What is most important?
But as important as innovation is, it’s not most important.
Whether your church is on the cutting edge or follows a more traditional approach, our eternal impact still comes down to something much more important than innovation:
Relationships ― with God and with people. And ultimately, relationships we help others build with God.
Video games and churches in the virtual world are great. So are Bible discussion groups and online worship and mobile apps and drums and guitars during worship. But if they don’t build or enhance relationships, they’re just things.
And you know what? Things change. Scott Ridout said it in his column in this issue of Point: Every innovation has an expiration date.
Or, as we’ve said in this space in the past, we are married to the mission, not the methods.
The great thing about innovation is that most innovative things can be used to build or strengthen relationships.
Sun Valley Church’s newest campus might exist in virtual reality, but the people who attend it are as real as can be.
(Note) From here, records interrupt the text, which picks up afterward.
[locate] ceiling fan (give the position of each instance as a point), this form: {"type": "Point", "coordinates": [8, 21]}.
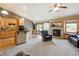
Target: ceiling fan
{"type": "Point", "coordinates": [57, 6]}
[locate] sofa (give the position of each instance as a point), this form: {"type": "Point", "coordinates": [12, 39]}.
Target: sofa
{"type": "Point", "coordinates": [74, 39]}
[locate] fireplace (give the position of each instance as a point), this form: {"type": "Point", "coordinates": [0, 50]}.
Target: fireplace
{"type": "Point", "coordinates": [56, 32]}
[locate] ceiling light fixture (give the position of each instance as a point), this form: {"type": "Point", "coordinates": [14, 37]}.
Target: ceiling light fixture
{"type": "Point", "coordinates": [4, 12]}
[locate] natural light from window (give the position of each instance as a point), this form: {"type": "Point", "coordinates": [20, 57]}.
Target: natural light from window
{"type": "Point", "coordinates": [71, 27]}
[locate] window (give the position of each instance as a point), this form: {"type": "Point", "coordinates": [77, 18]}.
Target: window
{"type": "Point", "coordinates": [71, 27]}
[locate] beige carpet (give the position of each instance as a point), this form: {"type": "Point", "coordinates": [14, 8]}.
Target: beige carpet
{"type": "Point", "coordinates": [36, 47]}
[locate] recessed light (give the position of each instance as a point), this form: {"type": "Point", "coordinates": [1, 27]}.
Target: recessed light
{"type": "Point", "coordinates": [4, 12]}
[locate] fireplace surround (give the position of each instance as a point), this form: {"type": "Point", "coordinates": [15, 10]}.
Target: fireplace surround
{"type": "Point", "coordinates": [56, 32]}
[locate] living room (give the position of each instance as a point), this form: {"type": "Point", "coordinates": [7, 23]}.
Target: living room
{"type": "Point", "coordinates": [53, 31]}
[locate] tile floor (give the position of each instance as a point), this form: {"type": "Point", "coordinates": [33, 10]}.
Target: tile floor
{"type": "Point", "coordinates": [37, 47]}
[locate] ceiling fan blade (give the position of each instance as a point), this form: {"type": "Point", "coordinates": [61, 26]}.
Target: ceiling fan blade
{"type": "Point", "coordinates": [63, 7]}
{"type": "Point", "coordinates": [50, 10]}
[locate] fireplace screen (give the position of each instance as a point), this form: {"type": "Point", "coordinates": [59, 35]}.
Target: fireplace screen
{"type": "Point", "coordinates": [56, 32]}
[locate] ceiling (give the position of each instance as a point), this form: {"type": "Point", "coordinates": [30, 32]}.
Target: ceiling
{"type": "Point", "coordinates": [40, 11]}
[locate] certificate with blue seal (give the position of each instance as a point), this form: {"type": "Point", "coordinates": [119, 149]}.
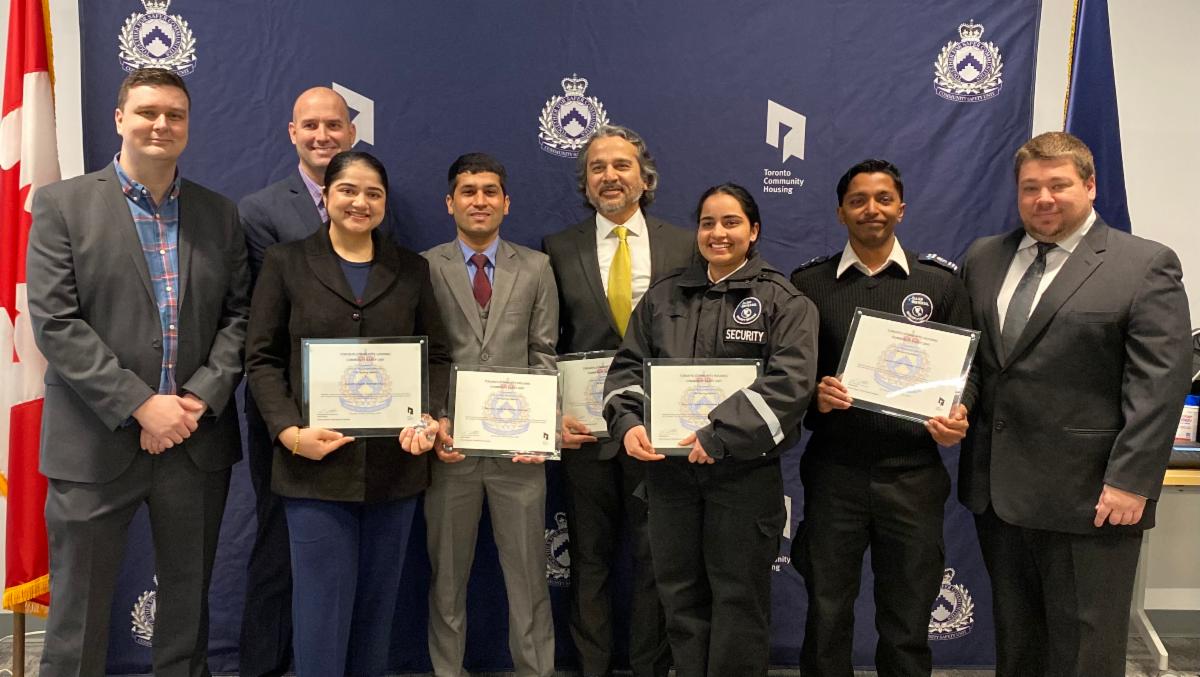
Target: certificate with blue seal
{"type": "Point", "coordinates": [583, 376]}
{"type": "Point", "coordinates": [682, 391]}
{"type": "Point", "coordinates": [905, 366]}
{"type": "Point", "coordinates": [372, 387]}
{"type": "Point", "coordinates": [505, 411]}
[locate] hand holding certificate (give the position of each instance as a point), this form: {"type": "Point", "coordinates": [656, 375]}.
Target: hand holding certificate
{"type": "Point", "coordinates": [505, 412]}
{"type": "Point", "coordinates": [681, 395]}
{"type": "Point", "coordinates": [910, 371]}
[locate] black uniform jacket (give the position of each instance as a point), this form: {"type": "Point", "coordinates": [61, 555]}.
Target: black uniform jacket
{"type": "Point", "coordinates": [303, 293]}
{"type": "Point", "coordinates": [687, 316]}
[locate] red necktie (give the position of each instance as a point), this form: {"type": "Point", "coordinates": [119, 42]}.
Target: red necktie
{"type": "Point", "coordinates": [481, 286]}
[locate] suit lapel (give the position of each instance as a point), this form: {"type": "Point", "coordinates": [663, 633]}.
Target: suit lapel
{"type": "Point", "coordinates": [507, 271]}
{"type": "Point", "coordinates": [589, 264]}
{"type": "Point", "coordinates": [189, 213]}
{"type": "Point", "coordinates": [454, 275]}
{"type": "Point", "coordinates": [384, 269]}
{"type": "Point", "coordinates": [301, 202]}
{"type": "Point", "coordinates": [109, 189]}
{"type": "Point", "coordinates": [1080, 265]}
{"type": "Point", "coordinates": [323, 263]}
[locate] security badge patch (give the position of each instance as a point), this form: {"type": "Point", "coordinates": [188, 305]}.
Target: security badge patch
{"type": "Point", "coordinates": [156, 40]}
{"type": "Point", "coordinates": [747, 312]}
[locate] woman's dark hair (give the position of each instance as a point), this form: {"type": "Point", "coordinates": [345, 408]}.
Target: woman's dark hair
{"type": "Point", "coordinates": [749, 207]}
{"type": "Point", "coordinates": [340, 162]}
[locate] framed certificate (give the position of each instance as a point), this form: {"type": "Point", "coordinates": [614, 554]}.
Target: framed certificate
{"type": "Point", "coordinates": [505, 411]}
{"type": "Point", "coordinates": [365, 387]}
{"type": "Point", "coordinates": [583, 376]}
{"type": "Point", "coordinates": [910, 371]}
{"type": "Point", "coordinates": [681, 393]}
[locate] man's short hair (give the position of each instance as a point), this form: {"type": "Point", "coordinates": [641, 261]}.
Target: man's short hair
{"type": "Point", "coordinates": [477, 163]}
{"type": "Point", "coordinates": [1056, 145]}
{"type": "Point", "coordinates": [150, 77]}
{"type": "Point", "coordinates": [649, 169]}
{"type": "Point", "coordinates": [869, 167]}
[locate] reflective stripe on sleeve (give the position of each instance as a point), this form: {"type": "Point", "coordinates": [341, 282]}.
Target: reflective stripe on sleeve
{"type": "Point", "coordinates": [768, 417]}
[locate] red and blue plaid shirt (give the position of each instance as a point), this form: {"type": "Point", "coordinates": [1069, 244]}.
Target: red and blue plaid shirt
{"type": "Point", "coordinates": [159, 232]}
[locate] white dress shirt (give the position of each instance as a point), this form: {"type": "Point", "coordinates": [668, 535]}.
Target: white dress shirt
{"type": "Point", "coordinates": [850, 259]}
{"type": "Point", "coordinates": [1026, 252]}
{"type": "Point", "coordinates": [639, 240]}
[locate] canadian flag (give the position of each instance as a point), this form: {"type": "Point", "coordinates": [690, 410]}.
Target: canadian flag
{"type": "Point", "coordinates": [28, 161]}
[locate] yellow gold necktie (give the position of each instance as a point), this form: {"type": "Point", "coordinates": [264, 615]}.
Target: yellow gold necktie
{"type": "Point", "coordinates": [621, 282]}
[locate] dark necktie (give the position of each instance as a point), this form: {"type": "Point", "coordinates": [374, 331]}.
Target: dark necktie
{"type": "Point", "coordinates": [481, 285]}
{"type": "Point", "coordinates": [1021, 303]}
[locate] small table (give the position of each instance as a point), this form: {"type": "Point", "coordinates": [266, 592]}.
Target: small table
{"type": "Point", "coordinates": [1183, 480]}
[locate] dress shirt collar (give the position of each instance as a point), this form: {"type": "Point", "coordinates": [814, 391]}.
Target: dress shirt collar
{"type": "Point", "coordinates": [1069, 243]}
{"type": "Point", "coordinates": [136, 191]}
{"type": "Point", "coordinates": [315, 190]}
{"type": "Point", "coordinates": [490, 252]}
{"type": "Point", "coordinates": [850, 258]}
{"type": "Point", "coordinates": [636, 225]}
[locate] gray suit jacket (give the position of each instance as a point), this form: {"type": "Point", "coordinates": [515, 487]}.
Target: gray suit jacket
{"type": "Point", "coordinates": [585, 318]}
{"type": "Point", "coordinates": [1093, 388]}
{"type": "Point", "coordinates": [522, 324]}
{"type": "Point", "coordinates": [96, 321]}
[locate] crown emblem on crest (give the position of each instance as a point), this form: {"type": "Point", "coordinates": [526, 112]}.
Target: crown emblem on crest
{"type": "Point", "coordinates": [574, 85]}
{"type": "Point", "coordinates": [156, 40]}
{"type": "Point", "coordinates": [971, 30]}
{"type": "Point", "coordinates": [568, 121]}
{"type": "Point", "coordinates": [969, 70]}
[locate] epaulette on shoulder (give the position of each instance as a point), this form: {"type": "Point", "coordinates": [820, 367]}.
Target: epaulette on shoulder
{"type": "Point", "coordinates": [813, 262]}
{"type": "Point", "coordinates": [935, 259]}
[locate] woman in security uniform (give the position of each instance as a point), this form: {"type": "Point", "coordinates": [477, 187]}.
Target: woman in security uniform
{"type": "Point", "coordinates": [715, 516]}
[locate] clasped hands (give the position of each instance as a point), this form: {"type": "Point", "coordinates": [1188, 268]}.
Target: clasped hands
{"type": "Point", "coordinates": [316, 443]}
{"type": "Point", "coordinates": [946, 431]}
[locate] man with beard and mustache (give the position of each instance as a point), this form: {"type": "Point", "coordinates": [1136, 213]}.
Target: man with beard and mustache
{"type": "Point", "coordinates": [873, 480]}
{"type": "Point", "coordinates": [603, 265]}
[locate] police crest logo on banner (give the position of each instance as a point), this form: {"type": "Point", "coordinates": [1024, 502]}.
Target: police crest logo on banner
{"type": "Point", "coordinates": [143, 613]}
{"type": "Point", "coordinates": [156, 40]}
{"type": "Point", "coordinates": [969, 70]}
{"type": "Point", "coordinates": [568, 121]}
{"type": "Point", "coordinates": [953, 613]}
{"type": "Point", "coordinates": [558, 557]}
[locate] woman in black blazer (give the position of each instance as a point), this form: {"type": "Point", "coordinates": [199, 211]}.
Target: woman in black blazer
{"type": "Point", "coordinates": [349, 503]}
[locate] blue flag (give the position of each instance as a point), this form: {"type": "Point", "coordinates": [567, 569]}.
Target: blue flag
{"type": "Point", "coordinates": [1092, 108]}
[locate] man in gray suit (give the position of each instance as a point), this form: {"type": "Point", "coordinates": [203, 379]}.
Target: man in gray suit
{"type": "Point", "coordinates": [1083, 370]}
{"type": "Point", "coordinates": [138, 295]}
{"type": "Point", "coordinates": [499, 306]}
{"type": "Point", "coordinates": [287, 210]}
{"type": "Point", "coordinates": [617, 178]}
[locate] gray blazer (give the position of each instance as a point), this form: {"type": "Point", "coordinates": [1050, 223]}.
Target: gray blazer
{"type": "Point", "coordinates": [1092, 391]}
{"type": "Point", "coordinates": [96, 321]}
{"type": "Point", "coordinates": [586, 321]}
{"type": "Point", "coordinates": [522, 325]}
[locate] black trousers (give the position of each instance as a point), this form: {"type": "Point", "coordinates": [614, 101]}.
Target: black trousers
{"type": "Point", "coordinates": [267, 618]}
{"type": "Point", "coordinates": [714, 535]}
{"type": "Point", "coordinates": [898, 513]}
{"type": "Point", "coordinates": [601, 510]}
{"type": "Point", "coordinates": [1061, 601]}
{"type": "Point", "coordinates": [88, 528]}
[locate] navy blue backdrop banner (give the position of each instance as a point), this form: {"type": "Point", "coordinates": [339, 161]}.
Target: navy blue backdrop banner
{"type": "Point", "coordinates": [780, 96]}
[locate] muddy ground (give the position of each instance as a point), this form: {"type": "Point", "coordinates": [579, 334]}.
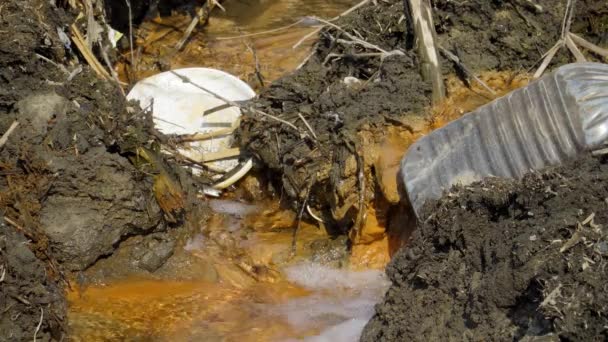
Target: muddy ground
{"type": "Point", "coordinates": [74, 184]}
{"type": "Point", "coordinates": [486, 35]}
{"type": "Point", "coordinates": [505, 260]}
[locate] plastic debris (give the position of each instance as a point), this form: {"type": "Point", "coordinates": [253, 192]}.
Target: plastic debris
{"type": "Point", "coordinates": [180, 107]}
{"type": "Point", "coordinates": [548, 122]}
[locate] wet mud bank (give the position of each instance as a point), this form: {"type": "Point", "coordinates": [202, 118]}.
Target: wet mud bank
{"type": "Point", "coordinates": [74, 183]}
{"type": "Point", "coordinates": [505, 260]}
{"type": "Point", "coordinates": [345, 96]}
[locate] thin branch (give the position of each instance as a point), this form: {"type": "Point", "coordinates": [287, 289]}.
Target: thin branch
{"type": "Point", "coordinates": [185, 79]}
{"type": "Point", "coordinates": [304, 205]}
{"type": "Point", "coordinates": [262, 32]}
{"type": "Point", "coordinates": [308, 126]}
{"type": "Point", "coordinates": [39, 324]}
{"type": "Point", "coordinates": [468, 71]}
{"type": "Point", "coordinates": [574, 50]}
{"type": "Point", "coordinates": [548, 58]}
{"type": "Point", "coordinates": [130, 12]}
{"type": "Point", "coordinates": [588, 45]}
{"type": "Point", "coordinates": [6, 134]}
{"type": "Point", "coordinates": [347, 12]}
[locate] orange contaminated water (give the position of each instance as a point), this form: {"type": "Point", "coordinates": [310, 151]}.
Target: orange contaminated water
{"type": "Point", "coordinates": [245, 299]}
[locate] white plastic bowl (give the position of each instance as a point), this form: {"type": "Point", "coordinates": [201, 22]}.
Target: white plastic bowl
{"type": "Point", "coordinates": [178, 107]}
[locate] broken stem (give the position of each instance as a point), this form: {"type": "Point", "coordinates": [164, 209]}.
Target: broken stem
{"type": "Point", "coordinates": [468, 71]}
{"type": "Point", "coordinates": [348, 11]}
{"type": "Point", "coordinates": [424, 31]}
{"type": "Point", "coordinates": [6, 134]}
{"type": "Point", "coordinates": [185, 79]}
{"type": "Point", "coordinates": [39, 324]}
{"type": "Point", "coordinates": [588, 45]}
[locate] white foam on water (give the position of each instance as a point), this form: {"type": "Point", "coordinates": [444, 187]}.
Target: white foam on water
{"type": "Point", "coordinates": [233, 208]}
{"type": "Point", "coordinates": [197, 242]}
{"type": "Point", "coordinates": [342, 301]}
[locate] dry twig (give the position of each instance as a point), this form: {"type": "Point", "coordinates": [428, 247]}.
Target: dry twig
{"type": "Point", "coordinates": [39, 324]}
{"type": "Point", "coordinates": [569, 40]}
{"type": "Point", "coordinates": [6, 134]}
{"type": "Point", "coordinates": [348, 11]}
{"type": "Point", "coordinates": [233, 103]}
{"type": "Point", "coordinates": [464, 68]}
{"type": "Point", "coordinates": [87, 53]}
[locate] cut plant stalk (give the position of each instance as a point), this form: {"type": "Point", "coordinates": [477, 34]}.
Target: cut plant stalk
{"type": "Point", "coordinates": [421, 19]}
{"type": "Point", "coordinates": [570, 41]}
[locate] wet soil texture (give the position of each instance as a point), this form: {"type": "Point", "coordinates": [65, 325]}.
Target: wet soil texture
{"type": "Point", "coordinates": [69, 192]}
{"type": "Point", "coordinates": [505, 260]}
{"type": "Point", "coordinates": [343, 90]}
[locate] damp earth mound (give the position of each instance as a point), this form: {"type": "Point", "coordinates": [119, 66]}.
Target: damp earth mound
{"type": "Point", "coordinates": [346, 95]}
{"type": "Point", "coordinates": [505, 260]}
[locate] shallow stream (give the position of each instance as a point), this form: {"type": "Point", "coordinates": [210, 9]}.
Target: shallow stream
{"type": "Point", "coordinates": [237, 279]}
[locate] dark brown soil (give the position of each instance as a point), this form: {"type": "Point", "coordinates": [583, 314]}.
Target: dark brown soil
{"type": "Point", "coordinates": [487, 35]}
{"type": "Point", "coordinates": [70, 191]}
{"type": "Point", "coordinates": [505, 260]}
{"type": "Point", "coordinates": [27, 296]}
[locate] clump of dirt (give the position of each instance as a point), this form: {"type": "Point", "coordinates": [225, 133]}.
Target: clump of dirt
{"type": "Point", "coordinates": [505, 260]}
{"type": "Point", "coordinates": [32, 305]}
{"type": "Point", "coordinates": [76, 175]}
{"type": "Point", "coordinates": [339, 92]}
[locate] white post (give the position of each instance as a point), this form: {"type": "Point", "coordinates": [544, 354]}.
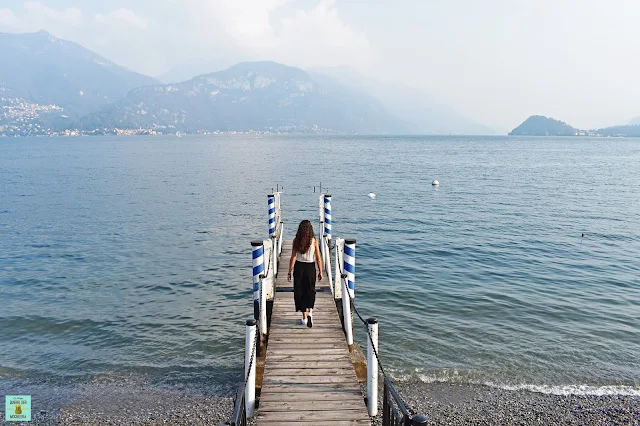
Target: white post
{"type": "Point", "coordinates": [271, 203]}
{"type": "Point", "coordinates": [372, 368]}
{"type": "Point", "coordinates": [249, 350]}
{"type": "Point", "coordinates": [339, 249]}
{"type": "Point", "coordinates": [263, 309]}
{"type": "Point", "coordinates": [281, 238]}
{"type": "Point", "coordinates": [327, 216]}
{"type": "Point", "coordinates": [274, 254]}
{"type": "Point", "coordinates": [346, 310]}
{"type": "Point", "coordinates": [327, 262]}
{"type": "Point", "coordinates": [257, 255]}
{"type": "Point", "coordinates": [350, 264]}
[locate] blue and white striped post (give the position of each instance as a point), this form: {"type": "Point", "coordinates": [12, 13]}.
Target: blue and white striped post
{"type": "Point", "coordinates": [350, 264]}
{"type": "Point", "coordinates": [327, 215]}
{"type": "Point", "coordinates": [271, 201]}
{"type": "Point", "coordinates": [257, 255]}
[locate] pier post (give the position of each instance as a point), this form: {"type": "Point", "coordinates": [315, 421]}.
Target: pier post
{"type": "Point", "coordinates": [419, 420]}
{"type": "Point", "coordinates": [327, 236]}
{"type": "Point", "coordinates": [281, 240]}
{"type": "Point", "coordinates": [250, 362]}
{"type": "Point", "coordinates": [372, 367]}
{"type": "Point", "coordinates": [350, 264]}
{"type": "Point", "coordinates": [327, 215]}
{"type": "Point", "coordinates": [319, 239]}
{"type": "Point", "coordinates": [257, 255]}
{"type": "Point", "coordinates": [262, 321]}
{"type": "Point", "coordinates": [339, 251]}
{"type": "Point", "coordinates": [346, 310]}
{"type": "Point", "coordinates": [271, 202]}
{"type": "Point", "coordinates": [274, 255]}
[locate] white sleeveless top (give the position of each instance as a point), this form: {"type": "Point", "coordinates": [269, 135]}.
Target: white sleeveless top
{"type": "Point", "coordinates": [309, 256]}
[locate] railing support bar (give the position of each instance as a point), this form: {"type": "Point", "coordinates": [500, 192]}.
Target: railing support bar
{"type": "Point", "coordinates": [250, 390]}
{"type": "Point", "coordinates": [372, 367]}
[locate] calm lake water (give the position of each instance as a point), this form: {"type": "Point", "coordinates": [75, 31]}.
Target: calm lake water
{"type": "Point", "coordinates": [130, 257]}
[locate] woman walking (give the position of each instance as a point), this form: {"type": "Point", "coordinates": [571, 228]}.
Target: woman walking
{"type": "Point", "coordinates": [304, 254]}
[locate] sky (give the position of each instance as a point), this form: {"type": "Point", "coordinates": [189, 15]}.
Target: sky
{"type": "Point", "coordinates": [495, 61]}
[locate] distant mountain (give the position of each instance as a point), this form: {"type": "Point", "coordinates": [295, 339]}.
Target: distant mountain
{"type": "Point", "coordinates": [41, 69]}
{"type": "Point", "coordinates": [414, 106]}
{"type": "Point", "coordinates": [631, 131]}
{"type": "Point", "coordinates": [249, 96]}
{"type": "Point", "coordinates": [538, 125]}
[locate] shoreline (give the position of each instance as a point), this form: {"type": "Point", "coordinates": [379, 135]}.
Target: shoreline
{"type": "Point", "coordinates": [132, 403]}
{"type": "Point", "coordinates": [465, 404]}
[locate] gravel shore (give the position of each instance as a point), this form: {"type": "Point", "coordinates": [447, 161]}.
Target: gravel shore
{"type": "Point", "coordinates": [444, 404]}
{"type": "Point", "coordinates": [124, 404]}
{"type": "Point", "coordinates": [454, 404]}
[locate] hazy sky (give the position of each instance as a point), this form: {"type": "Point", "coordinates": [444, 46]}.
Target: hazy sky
{"type": "Point", "coordinates": [496, 61]}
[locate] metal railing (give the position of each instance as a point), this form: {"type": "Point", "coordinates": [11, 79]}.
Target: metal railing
{"type": "Point", "coordinates": [394, 412]}
{"type": "Point", "coordinates": [239, 417]}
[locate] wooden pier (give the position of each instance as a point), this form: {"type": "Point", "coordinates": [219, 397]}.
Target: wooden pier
{"type": "Point", "coordinates": [308, 378]}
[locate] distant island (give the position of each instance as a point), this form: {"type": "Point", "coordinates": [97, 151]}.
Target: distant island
{"type": "Point", "coordinates": [538, 125]}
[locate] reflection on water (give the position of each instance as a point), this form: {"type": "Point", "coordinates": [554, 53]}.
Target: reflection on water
{"type": "Point", "coordinates": [132, 255]}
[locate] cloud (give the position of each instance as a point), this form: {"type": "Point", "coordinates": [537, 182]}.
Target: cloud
{"type": "Point", "coordinates": [36, 11]}
{"type": "Point", "coordinates": [278, 30]}
{"type": "Point", "coordinates": [120, 17]}
{"type": "Point", "coordinates": [306, 34]}
{"type": "Point", "coordinates": [8, 19]}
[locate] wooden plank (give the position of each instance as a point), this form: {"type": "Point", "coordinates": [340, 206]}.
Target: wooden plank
{"type": "Point", "coordinates": [312, 353]}
{"type": "Point", "coordinates": [316, 423]}
{"type": "Point", "coordinates": [310, 405]}
{"type": "Point", "coordinates": [302, 338]}
{"type": "Point", "coordinates": [281, 380]}
{"type": "Point", "coordinates": [334, 371]}
{"type": "Point", "coordinates": [311, 396]}
{"type": "Point", "coordinates": [313, 416]}
{"type": "Point", "coordinates": [316, 347]}
{"type": "Point", "coordinates": [312, 387]}
{"type": "Point", "coordinates": [308, 365]}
So are the kids who will play Victory Church’s upcoming video game and get to have gospel conversations because of it.
And they need to know God every bit as much as you or I need to know him.
Innovate to relate
Should churches innovate? Yes, and here’s why:
Everyone deserves to hear the gospel.
Whether formed by location, language, legacy, labor, leisure activity or life circumstance, every people group and community needs a church.
The churches won’t all look or act the same. And neither will their people.
Harvest Community Church (Orlando, Florida) lead pastor Lee Stephenson recently said people need to know five things about God:
God wants to have an intimate relationship with them.
God has a purpose for them.
God can meet their needs
God forgives.
God will help them.
People will hear those truths in different ways. Some will only hear them while wearing a virtual reality headset. Others might hear them in a traditional church building.
It’s possible that the church doesn’t yet exist. Or it could be at your church.
But one way or another, people will hear the truth of the gospel because somebody connected with them. Somebody showed an interest in them. Somebody saw them.
And they will grow in faith because somebody walked with them ― physically or virtually or in a way that doesn’t yet exist ― on their journey.
A friend I grew up with first pointed me to Jesus when we were in college. We had been close friends since elementary school. Several years later, I truly began to follow Christ, and again, friends helped me cultivate my relationship with him.
In both instances, I felt comfortable exploring a relationship with God because of my relationships with others. Even today, people I know ― some I’ve known for years, others for months ― encourage me to stand firm in the faith and deepen my bond with God.
Some of those people I’ve never met in person.
I’m thankful an innovator created something I once could have never imagined that allowed me to build a relationship with them.
Innovation is great. But as we innovate, let’s do so with our eyes on what is most important.